Bahçeye çıktığında sedirin üzerine oturan adamı görünce ona doğru ilerleyen genç kadın adamın kendisine dönen bakışlarıyla adımları yavaşlasa da durmamıştı.

“Hayırlı sabahlar baba,” diyen genç kız adama selam verirken dalgın olan Hikmet Bey başını sallayarak genç kadına karşılık vermişti.

“Geçmiş olsun kızım hala düzelmedin mi?”

“Düzelse senin karşında ne haddine bağırarak konuşmak,” diye araya giren adamla Hikmet Bey kaşlarını çatmıştı.

“Nusret karışma her şeye.” Adam memnuniyetsiz bir şekilde Çisem’e ve kucağında ki oğluna bakarken Hikmet Bey gelinine dönerek “Sen odana çık gelin. İyi olana kadar ortalarda dolanma.” Çisem adamın el hareketiyle gitmesini istediğini görerek arkasını dönüp konağın merdivenlerine yönelmişti.

“Abi bu kadına çok yüz vermiyor musun?”

“Bu kadın dediğin konağın gelini, oğlumun karısı ve en önemlisi aşiretin yeni Hanım ağası Nusret. Sözlerine dikkat etsen iyi edersin. Erhan’ın sabrını zorlamamaya bak.” Abisinin uyarısı ile adam yerinden kalkarken “Ben anama bakayım,” dedi. Kardeşinin ateş alır gibi konağa yönelmesiyle Hikmet Bey arkasından seslenmişti.

“Nusret anama olur olmadık şeyler söyleyip gelinin üzerine salma.” Yaşlı adam son sözünü söyleyerek ne zamandır ağrıyan kolunu ovalamaya başlamıştı. herkes toplanıp kahvaltı masasına oturduğunda Çisem kimseyle konuşmuyordu. Yanında oturan Narin’i sessiz bir şekilde yedirirken bir yandan da kendi atıştırmaya çalışıyordu.

“Kızım kendin yiyemiyorsun, bırak kızlar yedirsin Narin’i,” diyen Sevim hanıma bakmayan Çisem Erhan’ın kolunu dürtmesiyle adama dönmüştü.

“Annem sana söylüyor?” diyen adamla bakışları karşı çaprazında oturan Sevim Hanıma dönmüştü.

“Bir şey mi dedin anne?” Çisem’in gür çıkan sesiyle yemeğine dalmış olan birkaç aile üyesi yerinde sıçrarken Erhan gülmemek için kendisini tutmuştu.

“Oğlum karının kulakları ne zaman eski haline dönecek?”

“Doktor zaman vermedi babaanne, birkaç güne iyi olur dedi. Yarın kontrole gideceğiz.”

“İyi bari böyle olmuyor.” Hesna Hanım araya girerken Çisem bu kez ona dönmüştü.

“Bir şey mi dedin Hesna Hanım?” kadın Çisem’in kendisiyle üsten konuştuğunu düşünerek kaşlarını çatmıştı. Kahvaltıdan sonra Çisem odasına çıkarken Narin’i de biran olsun yanından ayırmıyordu. Ona bir şey olurda sesini duyamamaktan korkuyordu.

“Torunumu yanından ayırmıyor bu gelin hiç. Biz ne zaman seveceğiz torunu?” Nedret hanımın sözlerine karşılık Sevim Hanım kaşlarını çatmıştı. Kayınvalidesinin yüzüne bakmadan kendi kendine söylenmişti.

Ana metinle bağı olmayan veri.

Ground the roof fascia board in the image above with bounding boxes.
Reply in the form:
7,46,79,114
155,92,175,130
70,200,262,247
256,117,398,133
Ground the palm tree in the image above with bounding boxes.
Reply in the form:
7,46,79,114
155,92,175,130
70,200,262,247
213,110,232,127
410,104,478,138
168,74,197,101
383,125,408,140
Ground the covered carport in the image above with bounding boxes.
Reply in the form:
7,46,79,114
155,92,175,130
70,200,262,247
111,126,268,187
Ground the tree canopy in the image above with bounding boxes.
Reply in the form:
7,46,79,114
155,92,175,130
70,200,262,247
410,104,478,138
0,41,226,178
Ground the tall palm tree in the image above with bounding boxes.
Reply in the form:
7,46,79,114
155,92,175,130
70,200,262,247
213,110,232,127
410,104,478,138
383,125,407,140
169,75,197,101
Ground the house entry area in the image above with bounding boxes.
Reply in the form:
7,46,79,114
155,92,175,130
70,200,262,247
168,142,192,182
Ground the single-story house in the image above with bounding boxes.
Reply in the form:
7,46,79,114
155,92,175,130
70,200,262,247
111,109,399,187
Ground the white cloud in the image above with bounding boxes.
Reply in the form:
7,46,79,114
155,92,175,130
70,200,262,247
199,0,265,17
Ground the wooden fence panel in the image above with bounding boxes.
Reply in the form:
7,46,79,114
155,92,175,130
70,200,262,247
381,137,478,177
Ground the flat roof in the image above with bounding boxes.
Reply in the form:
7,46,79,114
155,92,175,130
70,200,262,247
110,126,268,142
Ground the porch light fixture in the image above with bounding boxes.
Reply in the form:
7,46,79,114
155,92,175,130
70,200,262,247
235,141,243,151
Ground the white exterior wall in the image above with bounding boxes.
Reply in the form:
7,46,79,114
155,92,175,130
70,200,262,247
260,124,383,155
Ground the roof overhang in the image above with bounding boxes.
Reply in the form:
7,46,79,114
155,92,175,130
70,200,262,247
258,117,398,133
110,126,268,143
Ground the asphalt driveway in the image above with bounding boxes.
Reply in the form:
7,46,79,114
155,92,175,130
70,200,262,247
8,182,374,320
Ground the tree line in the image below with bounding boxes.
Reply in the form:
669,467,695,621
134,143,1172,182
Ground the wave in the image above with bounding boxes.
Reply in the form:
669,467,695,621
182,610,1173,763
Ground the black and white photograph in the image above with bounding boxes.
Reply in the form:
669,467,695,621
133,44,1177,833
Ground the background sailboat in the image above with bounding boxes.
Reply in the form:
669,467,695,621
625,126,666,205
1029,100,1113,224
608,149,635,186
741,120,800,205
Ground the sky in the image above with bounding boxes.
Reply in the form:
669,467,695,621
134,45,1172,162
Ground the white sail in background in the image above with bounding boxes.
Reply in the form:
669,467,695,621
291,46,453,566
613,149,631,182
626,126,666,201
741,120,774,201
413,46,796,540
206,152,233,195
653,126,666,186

“Sanki daha önce çok seviyordunuz. Şimdi mi kıymete bindi?”

“Ne dedin gelin?” Sevim Hanım yaşlı kadının sorusuyla ona dönmüştü.

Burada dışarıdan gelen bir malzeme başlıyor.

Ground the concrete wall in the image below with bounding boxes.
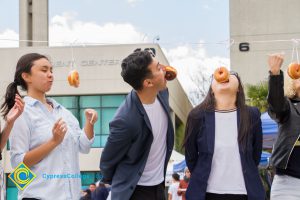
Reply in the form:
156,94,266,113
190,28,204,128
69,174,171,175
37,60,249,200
0,44,192,172
19,0,49,47
229,0,300,84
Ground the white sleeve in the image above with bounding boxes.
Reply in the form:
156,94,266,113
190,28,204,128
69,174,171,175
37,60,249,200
9,113,30,168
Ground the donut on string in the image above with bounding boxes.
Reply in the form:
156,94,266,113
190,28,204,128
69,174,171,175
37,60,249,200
214,67,230,83
68,69,80,88
165,66,177,81
287,63,300,79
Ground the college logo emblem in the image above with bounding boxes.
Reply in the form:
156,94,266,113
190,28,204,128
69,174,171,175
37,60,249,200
8,162,36,190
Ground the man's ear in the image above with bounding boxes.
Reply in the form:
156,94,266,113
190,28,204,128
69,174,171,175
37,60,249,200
21,72,31,83
143,79,153,88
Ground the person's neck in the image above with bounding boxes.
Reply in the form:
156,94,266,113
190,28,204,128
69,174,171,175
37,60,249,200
215,94,236,110
27,91,47,104
136,89,158,104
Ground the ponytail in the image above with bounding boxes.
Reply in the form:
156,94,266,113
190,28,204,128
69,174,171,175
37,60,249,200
1,82,20,119
1,53,49,118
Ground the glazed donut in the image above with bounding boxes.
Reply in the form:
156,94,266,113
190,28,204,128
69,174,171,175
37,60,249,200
68,69,80,88
214,67,229,83
165,66,177,81
287,63,300,79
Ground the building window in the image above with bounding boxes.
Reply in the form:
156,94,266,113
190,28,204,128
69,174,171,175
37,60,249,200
7,95,126,150
52,95,126,148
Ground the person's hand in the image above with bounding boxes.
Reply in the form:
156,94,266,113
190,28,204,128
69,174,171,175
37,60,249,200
6,94,25,123
268,54,284,75
52,118,68,145
84,109,98,125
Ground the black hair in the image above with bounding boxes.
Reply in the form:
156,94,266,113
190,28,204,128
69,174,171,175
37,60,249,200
182,74,251,150
1,53,49,118
121,49,153,90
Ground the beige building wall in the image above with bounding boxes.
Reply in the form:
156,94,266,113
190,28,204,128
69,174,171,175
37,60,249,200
229,0,300,84
0,44,192,173
19,0,49,47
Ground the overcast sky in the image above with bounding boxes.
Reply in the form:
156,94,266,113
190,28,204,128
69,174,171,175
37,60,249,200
0,0,229,104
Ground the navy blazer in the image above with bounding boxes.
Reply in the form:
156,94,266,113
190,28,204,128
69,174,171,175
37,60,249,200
100,90,174,200
185,107,265,200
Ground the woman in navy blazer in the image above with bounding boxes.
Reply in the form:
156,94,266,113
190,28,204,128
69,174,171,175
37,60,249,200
183,72,265,200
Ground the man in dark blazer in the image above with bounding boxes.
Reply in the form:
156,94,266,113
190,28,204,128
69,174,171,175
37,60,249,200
100,49,174,200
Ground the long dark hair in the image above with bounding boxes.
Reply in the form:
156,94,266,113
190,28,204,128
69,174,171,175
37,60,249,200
182,73,251,150
1,53,49,118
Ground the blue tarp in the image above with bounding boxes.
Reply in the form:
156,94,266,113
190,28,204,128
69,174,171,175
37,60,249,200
259,151,271,166
260,112,278,135
261,112,278,149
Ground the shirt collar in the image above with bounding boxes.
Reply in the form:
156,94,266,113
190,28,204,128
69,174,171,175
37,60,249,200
24,96,61,108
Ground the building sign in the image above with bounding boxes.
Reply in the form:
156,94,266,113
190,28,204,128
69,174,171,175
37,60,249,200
239,42,250,52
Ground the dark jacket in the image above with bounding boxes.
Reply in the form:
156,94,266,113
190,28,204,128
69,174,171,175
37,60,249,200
100,90,174,200
185,107,265,200
268,71,300,169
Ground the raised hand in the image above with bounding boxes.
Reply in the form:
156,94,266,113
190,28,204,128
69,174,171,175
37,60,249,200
84,109,98,125
52,118,68,145
6,94,25,123
268,54,284,75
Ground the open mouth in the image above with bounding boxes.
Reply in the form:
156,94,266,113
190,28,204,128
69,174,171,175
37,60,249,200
222,80,229,84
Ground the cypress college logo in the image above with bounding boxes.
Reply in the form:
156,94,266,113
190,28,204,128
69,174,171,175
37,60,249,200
8,162,36,190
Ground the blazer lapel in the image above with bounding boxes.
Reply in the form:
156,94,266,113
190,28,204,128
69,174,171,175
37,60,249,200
131,90,152,132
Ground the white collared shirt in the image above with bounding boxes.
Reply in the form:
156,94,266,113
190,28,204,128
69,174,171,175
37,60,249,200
9,96,94,200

“Dedim ki ne zamandan beri Narin’e ilgili olmaya karar verdiniz?” Sevim Hanımın acımasız sözleri karşısında Hikmet Bey gözlerini kapatmıştı. Görevini devrettiğinden beri etrafına daha sağlıklı gözlerle bakıyordu. Daha önce fark etmediği birçok olayı fark eder olmuştu. Bunların başına da yengesiyle annesinin karısına olan üstten tavırlarıydı. İkisi birlik olup karısını dışlıyor, daha da ileri giderek her fırsatta aşağılamaya çalışıyordu.

“Senin dilin çok uzadı gelin, bakıyorum da oğlun ağa olunca sana bir cesaret geldi.” Nedret Hanım elini masaya vururken Sevim Hanım oralı olmamıştı. Bu yaştan sonra kimseden korkacak durumda değildi. Çocukları büyümüş başlarının çaresine bakacak kadar güçlü olmuştu. Bu saatten sonra kimse onu evlatlarıyla tehdit edemezdi. Ölümse ölüm, yeteri kadar yaşamıştı zaten.” Kadına bakmadan kahvaltısına devam ederken eltisinin kendisine haset gözlerle baktığını görünce alayla gülümsemişti. Kadının hırsı bir türlü bitmiyordu. Allah dağına göre kar veriyordu ki bu kadına erkek evlat vermemişti. Beli günaha giriyordu ancak bazen iyi ki de erkek evladı olmadı diye düşünmeden edemiyordu. Bu kadar hırslı kadının ağalık için yapmayacağı şey yoktu.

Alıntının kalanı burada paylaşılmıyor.